The result behaves like Spotify but the library is mine, the data stays local, and there are no ads, no algorithm, no “this song is no longer available in your region.” It’s the service I’d miss most if the machine died. Even more than Nextcloud, if I’m honest.
Networking is handled through Tailscale. Everything is reachable from anywhere without exposing ports to the public internet.
Backups are a set of shell scripts: backup-all.sh orchestrates the rest, mariadb-backup.sh and nextcloud-backup.sh handle the stateful bits, vaultwarden-backup.sh for the passwords. Obviously can’t lose those.

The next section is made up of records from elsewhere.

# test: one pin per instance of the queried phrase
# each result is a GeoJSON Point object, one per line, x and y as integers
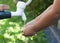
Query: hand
{"type": "Point", "coordinates": [29, 29]}
{"type": "Point", "coordinates": [3, 7]}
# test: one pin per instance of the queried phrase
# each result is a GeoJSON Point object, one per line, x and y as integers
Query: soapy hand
{"type": "Point", "coordinates": [3, 7]}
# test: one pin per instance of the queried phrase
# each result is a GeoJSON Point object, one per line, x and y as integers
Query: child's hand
{"type": "Point", "coordinates": [3, 7]}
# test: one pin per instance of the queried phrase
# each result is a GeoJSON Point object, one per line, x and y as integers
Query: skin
{"type": "Point", "coordinates": [3, 7]}
{"type": "Point", "coordinates": [47, 18]}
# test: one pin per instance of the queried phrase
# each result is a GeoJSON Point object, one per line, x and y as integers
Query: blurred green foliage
{"type": "Point", "coordinates": [11, 29]}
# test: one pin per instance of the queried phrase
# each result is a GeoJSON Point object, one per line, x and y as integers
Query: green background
{"type": "Point", "coordinates": [11, 29]}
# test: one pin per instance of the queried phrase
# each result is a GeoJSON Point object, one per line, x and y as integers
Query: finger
{"type": "Point", "coordinates": [27, 35]}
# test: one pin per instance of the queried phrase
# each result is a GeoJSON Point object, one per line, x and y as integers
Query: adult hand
{"type": "Point", "coordinates": [29, 29]}
{"type": "Point", "coordinates": [3, 7]}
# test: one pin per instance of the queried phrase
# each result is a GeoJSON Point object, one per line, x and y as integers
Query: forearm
{"type": "Point", "coordinates": [56, 6]}
{"type": "Point", "coordinates": [46, 18]}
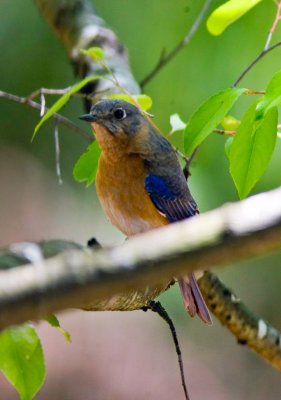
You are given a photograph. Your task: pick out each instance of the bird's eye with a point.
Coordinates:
(119, 113)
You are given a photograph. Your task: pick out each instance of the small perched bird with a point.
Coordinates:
(139, 180)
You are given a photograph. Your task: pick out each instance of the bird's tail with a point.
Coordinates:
(193, 299)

Memory Limits and Unattended Nodes#
Since both machines are in my hometown and I’m not, a crashing container is always preferable to a crashing node. A container Docker can restart on its own. A crashed node needs someone to physically be there.
So every container has a strict memory limit set in the compose file. This matters more than it sounds. Several services in a typical homelab stack are Python or Node.js applications, and both are prone to memory leaks over long uptimes. Node.js in particular can accumulate memory through uncollected event listeners, closures holding references longer than they should, and unmanaged buffers. Python is better about it but not immune. Left unconstrained on a 4GB machine, one leaky service can quietly eat enough RAM to take everything else down with it.
Hard limits mean the leaky container gets OOM-killed and restarted. Everything else keeps running. Not elegant, but reliable.
The Two-Node Problem#
The obvious next step with two machines is to connect them: run Kubernetes, get proper service discovery, health checks, rolling updates, the whole thing.
The power button problem makes this complicated. A Kubernetes node that can go down and stay down until someone physically intervenes isn’t a reliable cluster member. You can tune tolerations and pod eviction all you want, but if the node never comes back, those pods never reschedule cleanly. On 4GB of RAM, a control plane alone would eat most of the headroom before a single workload ran.
So full Kubernetes is off the table for now.
What I’m considering instead is Docker Swarm. It’s lighter than Kubernetes, runs comfortably on constrained hardware, and gives you actual orchestration without the control plane overhead. The unattended power problem doesn’t go away, but Swarm is at least realistic on these machines in a way Kubernetes isn’t.
Haven’t set it up yet. But it’s the most sensible path forward given the constraints.